#streamcaribbean - "Phoenix" de Grégory Privat (février 2024)

Yé Moun La! C’est parti pour les chroniques d’albums #streamcaribbean des grandes vacances 2024. 


En 2020, je vous présentais Grégory Privat (Martinique) dans un Focus Karayib. Il s'en est passé des choses en 4 ans. En plus de ses albums solo comme “Yonn” (2022) et “Nuit et Jour” (2023), il a reçu le prix Django Reinhardt en 2024 qui le désigne comme le musicien français jazz de l'année… À l'aube de la quarantaine, il n'a plus rien à prouver. Et pourtant, il continue la prise de risque avec l’album “Phoenix” sorti en février. 

Si le côté épuré de “Yonn” et de “Nuit et Jour” donnait accès à un Grégory Privat plus sobre, plus intimiste, l'album Phoenix” nous fait reprendre l'exploration musicale entamée il y a plus de dix ans. Dans mon Focus Karayib, j'avais comparé la musique de Grégory Privat à un Big Bang.

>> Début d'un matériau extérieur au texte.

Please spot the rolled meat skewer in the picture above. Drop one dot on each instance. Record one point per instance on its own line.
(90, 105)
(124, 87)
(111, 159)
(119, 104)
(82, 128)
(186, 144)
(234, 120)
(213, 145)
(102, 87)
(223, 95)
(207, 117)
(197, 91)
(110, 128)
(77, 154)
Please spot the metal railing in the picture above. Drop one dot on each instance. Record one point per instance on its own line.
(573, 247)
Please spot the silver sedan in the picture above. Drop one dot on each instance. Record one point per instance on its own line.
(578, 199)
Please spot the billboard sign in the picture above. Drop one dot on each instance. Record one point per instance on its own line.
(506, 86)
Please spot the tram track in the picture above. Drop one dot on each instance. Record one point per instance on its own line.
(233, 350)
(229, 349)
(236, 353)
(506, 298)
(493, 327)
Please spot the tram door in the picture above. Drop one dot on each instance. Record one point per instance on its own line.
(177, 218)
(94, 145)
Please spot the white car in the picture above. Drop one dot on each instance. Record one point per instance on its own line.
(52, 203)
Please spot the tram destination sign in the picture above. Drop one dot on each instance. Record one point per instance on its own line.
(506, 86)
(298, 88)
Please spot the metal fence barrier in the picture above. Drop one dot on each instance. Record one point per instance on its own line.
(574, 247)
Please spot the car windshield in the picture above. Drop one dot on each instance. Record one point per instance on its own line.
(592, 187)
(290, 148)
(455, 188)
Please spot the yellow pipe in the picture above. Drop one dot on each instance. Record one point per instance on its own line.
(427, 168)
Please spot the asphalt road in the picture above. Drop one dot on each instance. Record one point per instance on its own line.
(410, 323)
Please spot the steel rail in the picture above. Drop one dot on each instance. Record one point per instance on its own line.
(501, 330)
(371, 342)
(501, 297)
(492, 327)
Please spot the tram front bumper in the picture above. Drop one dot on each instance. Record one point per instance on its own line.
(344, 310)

Permettez que je continue la métaphore en disant que sa musique est aussi solaire qu’un “Hypnotik Soleil”, son plus récent album collaboratif avec Franck Nicolas. 

De son talent de conteur dans “Ki Koté” (2011) à la fusion jazz pop électro de “Soley” (2020) en passant par le dialogue entre piano et percussions dans “Luminescence” (avec Sonny Troupé ; 2015), Grégory Privat coordonne tous ces éléments dans “Phoenix”. Avec Chris Jennings à la contrebasse et Tilo Bertholo aux percussions, il nous dessine un cosmos futuriste porté par les sombres aspects de l'histoire caribéenne. Comme l’annonçaient les photos promotionnelles de la chanson “Supernova”, le trio nous fait naviguer entre les étoiles et nous raconte une quête de lumière. 

À l'instar de la tracklist qui mêle les références culturelles que peut comprendre un public international, l'énergie solaire aux accents hip-hop de “Genesis” et “Heliopolis” lutte face à l'obscurité de nos problématiques contemporaines comme le scandale du chlordécone dans “Chlordeconomy”, la séparation/le chagrin à cause de l'absence dans “Lotbò-A” ou encore le manque de communication dans “Téléphone”. Les mélodies traduisent ce sentiment d'urgence de changement en devenant de plus en plus rapides jusqu'à atteindre le point d'orgue avec “Fè Lanmou”. “Apocalypse” marque un retour à la douceur. Ce qui a été détruit n'existe plus mais cela marque le début d'une nouvelle ère. Ainsi, c'est sur une note d'espoir que se finit “Phoenix”. Toujours poétique mais réaliste, le jazz de Grégory Privat n'oublie jamais le passé pour rester tourné vers le futur. Comme il le chante dans “Supernova”, la réponse à nos questions existentielles ne nous viendra pas de l'extérieur mais de la poussière d’ étoiles à l'intérieur de nos cœurs. 

Mes pistes Karukerament

Supernova: la voix chantée de Grégory Privat me déstabilise toujours, mais je trouve qu’elle fonctionne bien ici. La mélodie reste dans la tête. 

Chlordeconomy : j'ai l'impression d'entendre la rue, la voix du peuple demandant justice. 

Apocalypse : pour moi, elle incarne le mieux l'identité hybride caribéenne. Ce qui aurait pu être négatif et entraîner le chaos permet en réalité de créer un ordre nouveau et meilleur. Entre paroles en créole et en français, un aller-retour entre un jazz “classique” et un jazz “caribéen”. Les percussions discrètes mais bien présentes pour soutenir le piano… Un mélange subtil de cultures où l'humain peut s'épanouir. À condition de trouver le bon équilibre et c'est ce que nous cherchons. C'est ça, la Caraïbe.